Die KI-Suchmaschine Perplexity AI hat ein Übernahmeangebot in Höhe von 34,5 Milliarden US-Dollar für Google Chrome abgegeben. Der Deal soll vollständig in bar abgewickelt werden. Perplexity verfolgt mit dem Angebot ein strategisches Ziel: den direkten Zugang zu den mehr als drei Milliarden aktiven Chrome-Nutzerinnen und Nutzern weltweit, um sich im immer härter geführten Wettbewerb um die KI-gestützte Internetsuche einen Vorteil zu verschaffen.
Doch was bedeutet dieses Angebot für Google – eines der mächtigsten Technologieunternehmen der Welt? Und wie realistisch ist es, dass Chrome tatsächlich verkauft wird?
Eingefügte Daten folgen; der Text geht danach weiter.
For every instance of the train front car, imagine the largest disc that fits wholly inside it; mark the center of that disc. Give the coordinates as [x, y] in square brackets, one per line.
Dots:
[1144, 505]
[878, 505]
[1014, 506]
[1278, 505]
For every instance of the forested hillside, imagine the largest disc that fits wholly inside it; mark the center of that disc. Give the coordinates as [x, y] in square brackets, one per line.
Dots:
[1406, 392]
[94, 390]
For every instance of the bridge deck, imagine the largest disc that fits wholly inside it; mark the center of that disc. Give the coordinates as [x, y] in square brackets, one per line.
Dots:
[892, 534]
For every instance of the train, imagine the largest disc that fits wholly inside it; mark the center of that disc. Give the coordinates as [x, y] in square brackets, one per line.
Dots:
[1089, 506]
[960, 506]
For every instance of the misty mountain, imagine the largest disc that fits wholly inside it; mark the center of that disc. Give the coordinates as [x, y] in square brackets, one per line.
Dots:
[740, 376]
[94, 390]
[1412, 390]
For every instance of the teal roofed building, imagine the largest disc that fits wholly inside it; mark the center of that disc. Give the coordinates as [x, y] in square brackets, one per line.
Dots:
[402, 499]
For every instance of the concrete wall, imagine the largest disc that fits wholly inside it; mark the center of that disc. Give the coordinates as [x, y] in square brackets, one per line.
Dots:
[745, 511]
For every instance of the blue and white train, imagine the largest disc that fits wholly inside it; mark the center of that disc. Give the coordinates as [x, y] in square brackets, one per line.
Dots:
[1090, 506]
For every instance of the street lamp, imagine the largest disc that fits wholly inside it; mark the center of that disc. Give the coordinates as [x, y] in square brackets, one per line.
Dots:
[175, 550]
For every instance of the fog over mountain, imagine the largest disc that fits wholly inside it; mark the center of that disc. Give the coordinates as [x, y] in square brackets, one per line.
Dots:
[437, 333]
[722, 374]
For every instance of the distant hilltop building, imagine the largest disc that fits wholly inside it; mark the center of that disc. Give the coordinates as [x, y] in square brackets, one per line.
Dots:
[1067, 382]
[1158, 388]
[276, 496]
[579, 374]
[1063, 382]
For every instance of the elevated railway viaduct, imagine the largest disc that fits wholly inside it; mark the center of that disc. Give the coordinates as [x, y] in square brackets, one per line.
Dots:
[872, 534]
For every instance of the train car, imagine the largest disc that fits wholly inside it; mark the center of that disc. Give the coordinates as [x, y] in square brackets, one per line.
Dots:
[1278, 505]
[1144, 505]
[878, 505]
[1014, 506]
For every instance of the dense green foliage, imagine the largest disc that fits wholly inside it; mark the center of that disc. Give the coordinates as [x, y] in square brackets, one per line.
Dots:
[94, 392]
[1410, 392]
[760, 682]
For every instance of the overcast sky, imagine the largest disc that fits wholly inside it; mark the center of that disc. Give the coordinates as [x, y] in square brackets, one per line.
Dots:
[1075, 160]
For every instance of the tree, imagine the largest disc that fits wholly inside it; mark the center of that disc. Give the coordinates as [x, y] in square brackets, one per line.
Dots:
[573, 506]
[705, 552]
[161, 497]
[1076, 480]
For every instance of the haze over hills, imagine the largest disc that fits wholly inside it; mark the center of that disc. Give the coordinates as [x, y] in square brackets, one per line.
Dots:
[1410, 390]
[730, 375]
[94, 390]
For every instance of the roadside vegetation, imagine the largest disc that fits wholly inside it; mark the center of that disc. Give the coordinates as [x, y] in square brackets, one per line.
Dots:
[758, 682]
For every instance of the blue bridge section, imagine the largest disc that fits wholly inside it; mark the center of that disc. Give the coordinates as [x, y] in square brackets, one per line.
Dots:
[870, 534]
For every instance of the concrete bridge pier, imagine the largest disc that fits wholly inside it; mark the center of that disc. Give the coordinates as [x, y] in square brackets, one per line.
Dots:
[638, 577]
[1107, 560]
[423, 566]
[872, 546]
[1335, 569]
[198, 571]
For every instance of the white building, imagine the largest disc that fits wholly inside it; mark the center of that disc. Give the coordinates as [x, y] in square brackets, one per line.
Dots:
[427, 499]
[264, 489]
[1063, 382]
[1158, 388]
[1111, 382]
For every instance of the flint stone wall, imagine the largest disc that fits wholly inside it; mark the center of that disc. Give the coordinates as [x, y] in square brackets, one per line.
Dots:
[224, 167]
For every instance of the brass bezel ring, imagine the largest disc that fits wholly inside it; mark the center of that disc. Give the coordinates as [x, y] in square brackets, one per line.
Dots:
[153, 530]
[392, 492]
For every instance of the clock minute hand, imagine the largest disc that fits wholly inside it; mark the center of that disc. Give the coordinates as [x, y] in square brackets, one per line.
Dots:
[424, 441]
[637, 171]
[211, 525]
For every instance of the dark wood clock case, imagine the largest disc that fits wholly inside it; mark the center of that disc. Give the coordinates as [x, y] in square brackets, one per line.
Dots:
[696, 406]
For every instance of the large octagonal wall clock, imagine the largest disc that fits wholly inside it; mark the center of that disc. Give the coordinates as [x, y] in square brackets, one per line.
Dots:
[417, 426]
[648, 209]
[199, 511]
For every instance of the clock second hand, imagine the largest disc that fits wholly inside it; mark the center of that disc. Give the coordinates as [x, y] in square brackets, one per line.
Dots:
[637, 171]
Chrome ist weit mehr als nur ein Browser
Chrome ist seit seiner Einführung 2008 zum meistgenutzten Webbrowser der Welt geworden. Mit einem Marktanteil von über 60 % dominiert er den Zugang zum Internet – auf Desktops, Laptops und Smartphones. Für Google ist Chrome eine strategische Schlüsselplattform, weil:
- er die voreingestellte Google-Suche nutzt,
- er die Nutzung von Google-Diensten wie Gmail, YouTube oder Google Maps erleichtert,
- und weil er Daten über das Nutzerverhalten liefert – ein zentraler Rohstoff für personalisierte Werbung und KI-Trainingsdaten.
Ein Verkauf von Chrome würde Google also nicht nur ein Produkt, sondern einen der wichtigsten Zugriffspunkte auf das digitale Leben von Milliarden Menschen kosten.
Warum will Perplexity Chrome kaufen?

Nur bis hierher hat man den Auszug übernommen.